Chroniques

A dire vrai…Maman… pourquoi est-ce qu’on écrit ?

© D.R

L’enfant a posé la question d’une voix traînante, juste au moment où sa mère a fini la lecture d’un des contes de Perrault, comme celle-ci a l’habitude de le faire chaque soir lorsqu’elle met sa fille de huit ans au lit. L’enfant peine à garder les yeux ouverts. Elle lutte pour rester éveillée, le temps d’avoir sa réponse. Sa maman la regarde longuement. Plus que par la question, elle est surprise par le moment choisi par sa fille pour la poser. Elle réfléchit longuement, ne sait que dire. Elle oscille entre la jubilation et l’embarras devant l’interpellation de sa fille. Mais que répondre donc à une question inattendue, quand de surcroît elle émane d’une enfant ? Au bout d’un moment, elle se tourne vers sa fille. Celle-ci a déjà sombré dans un sommeil profond. La maman remonte les draps et la borde avec d’infinies précautions. Elle dépose un baiser sur sa joue et, le cœur vibrant de tendresse, se lève et s’éloigne du lit. Arrivée au pas de porte, elle s’immobilise, ne pouvant détacher son regard de sa fille. Finalement, elle éteint la lumière, ferme la porte et s’enferme dans son bureau. Elle allume son ordinateur et laisse ses doigts parcourir les touches du clavier : «Écrire. Écrire pour soi. Écrire pour se retrouver en soi. Pour fixer le vécu. Peindre le rêve. Donner corps à une impression fugitive. Par des mots, par des phrases, faire vivre l’instant fugace, empêcher que le moment éphémère ne s’évanouisse dans l’oubli des hommes.
Écrire pour libérer des sentiments trop longtemps contenus. Coucher sur la feuille blanche d’indicibles sensations, pour les retenir à jamais. Donner libre cours à des émotions évanescentes, pour les partager. Avec des lettres, donner une âme à une pensée, une idée, une fragrance. Puis, telles des fleurs que l’on disperse en mer, les confier au gré des vents littéraires.
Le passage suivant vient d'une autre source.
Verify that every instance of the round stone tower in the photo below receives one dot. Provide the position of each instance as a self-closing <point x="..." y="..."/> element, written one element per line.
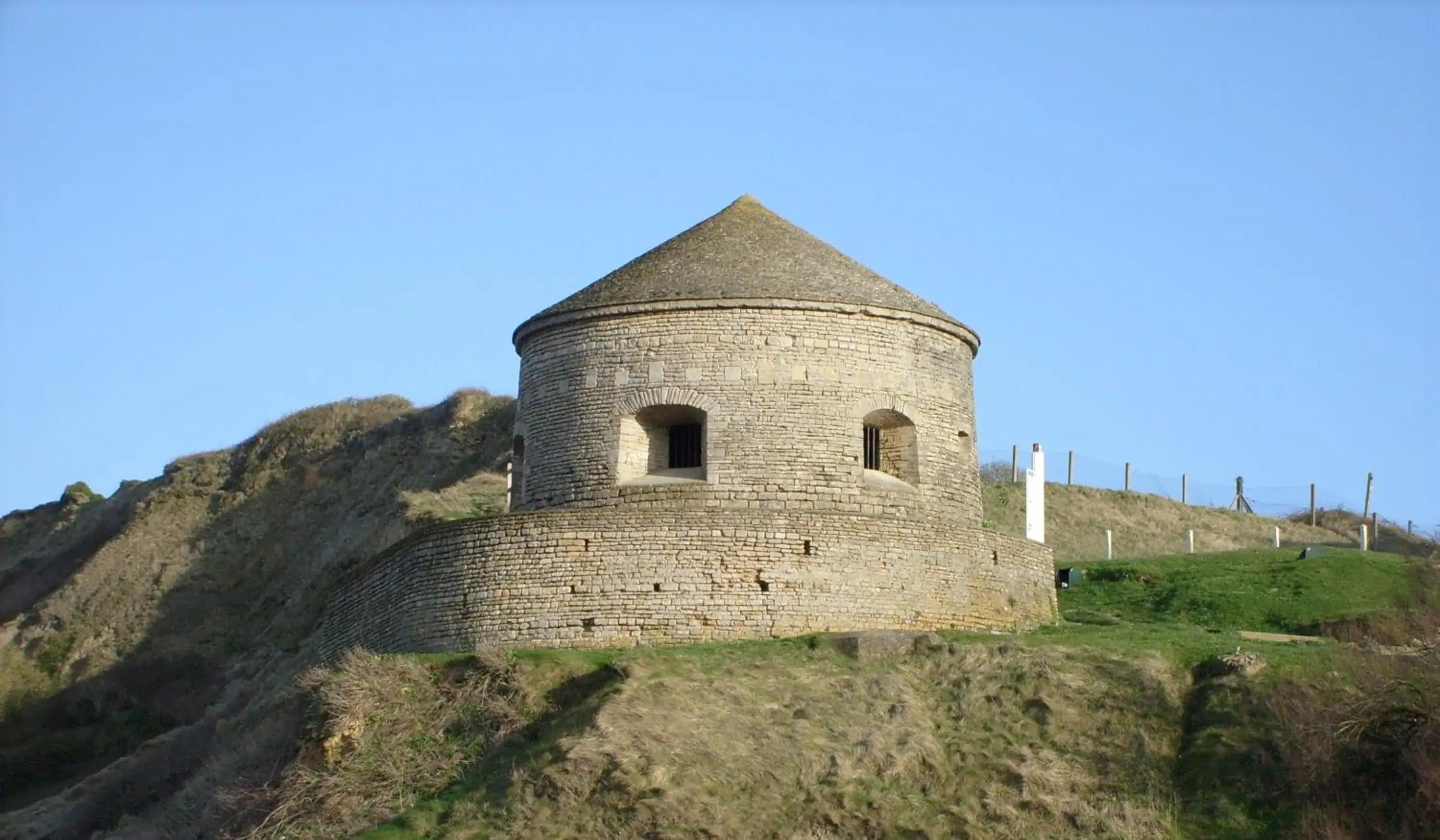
<point x="741" y="434"/>
<point x="745" y="365"/>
Écrire pour revisiter l’évidence, remodeler le réel. À travers l’agencement de phrases, en renvoyer l’image revue et corrigée à des yeux qui la découvriraient comme pour la première fois.
Fouiller dans le tréfonds de soi-même, s’aventurer dans les abysses du quotidien, et cueillir l’insignifiant enfoui dans le vécu de âmes ordinaires. Écrire dans la sérénité intime, ou dans la frénésie des êtres, pour tendre la main, pénétrer l’univers de l’autre et lui dédier un monde refait avec nos yeux, retouché par notre pensée, nourri de nos espérances. »
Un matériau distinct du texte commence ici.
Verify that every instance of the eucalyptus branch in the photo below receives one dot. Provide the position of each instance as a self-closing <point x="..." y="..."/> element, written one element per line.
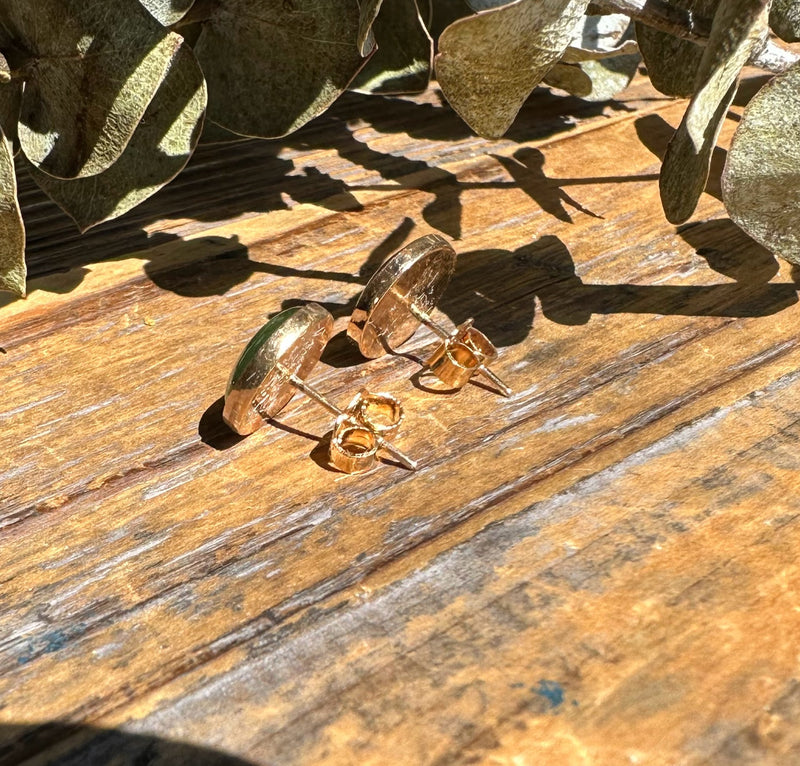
<point x="658" y="14"/>
<point x="662" y="16"/>
<point x="773" y="57"/>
Elle quitte des yeux l’écran d’ordinateur. Le regard perdu dans le vague, elle entend sa respiration dans le calme de la nuit. Comme si elle reprenait son souffle. Elle revient à son clavier et poursuit :
«Puiser dans l’exubérance d’une vie, butiner dans le vécu humain et interpeller le constituant identitaire. Avec les mots des uns, les lettres des autres, mais avec le patrimoine de l’humanité, proposer une vision, soumettre une réflexion, inviter à une remise en question.
Écrire pour exorciser, écrire pour se libérer, écrire pour donner, écrire pour s’offrir, écrire pour dénoncer, écrire pour partager, écrire pour convaincre, écrire pour étancher sa soif de savoir, écrire et encore écrire… jusqu’à en perdre la raison… et se fondre dans la création scripturale universelle.
 Écrire à petites touches de plume, ou noircir la page à grands traits de pinceau, pour peindre l’histoire commune dans une profusion de couleurs, et enchâsser la fresque contre le grand mur de la vie où viendraient se refléter les âmes à la recherche de leur identité.
Et si, au bout des inévitables tribulations qui parsèment le cheminement des êtres sur cette terre, il ne restait qu’une dernière volonté, alors de grâce, de quoi écrire pour, peut-être, enfin assouvir l’inextinguible quête de vérité, l’insatiable appétit de communiquer.»
Elle a tapé le texte d’une traite, comme s’il lui fallait donner libre cours à un flot longtemps contenu au fond d’elle-même. Elle le relit, n’y change pas une lettre. Elle imprime le document, puis repart vers la chambre de son enfant. Elle dépose la feuille près de son chevet, l’embrasse de nouveau et se retire sans bruit.
Étendue dans son lit, grisée par une étrange émotion, elle s’adresse à sa fille en son for intérieur : «Merci mon enfant. J’ai tant appris ce soir grâce à ta question.»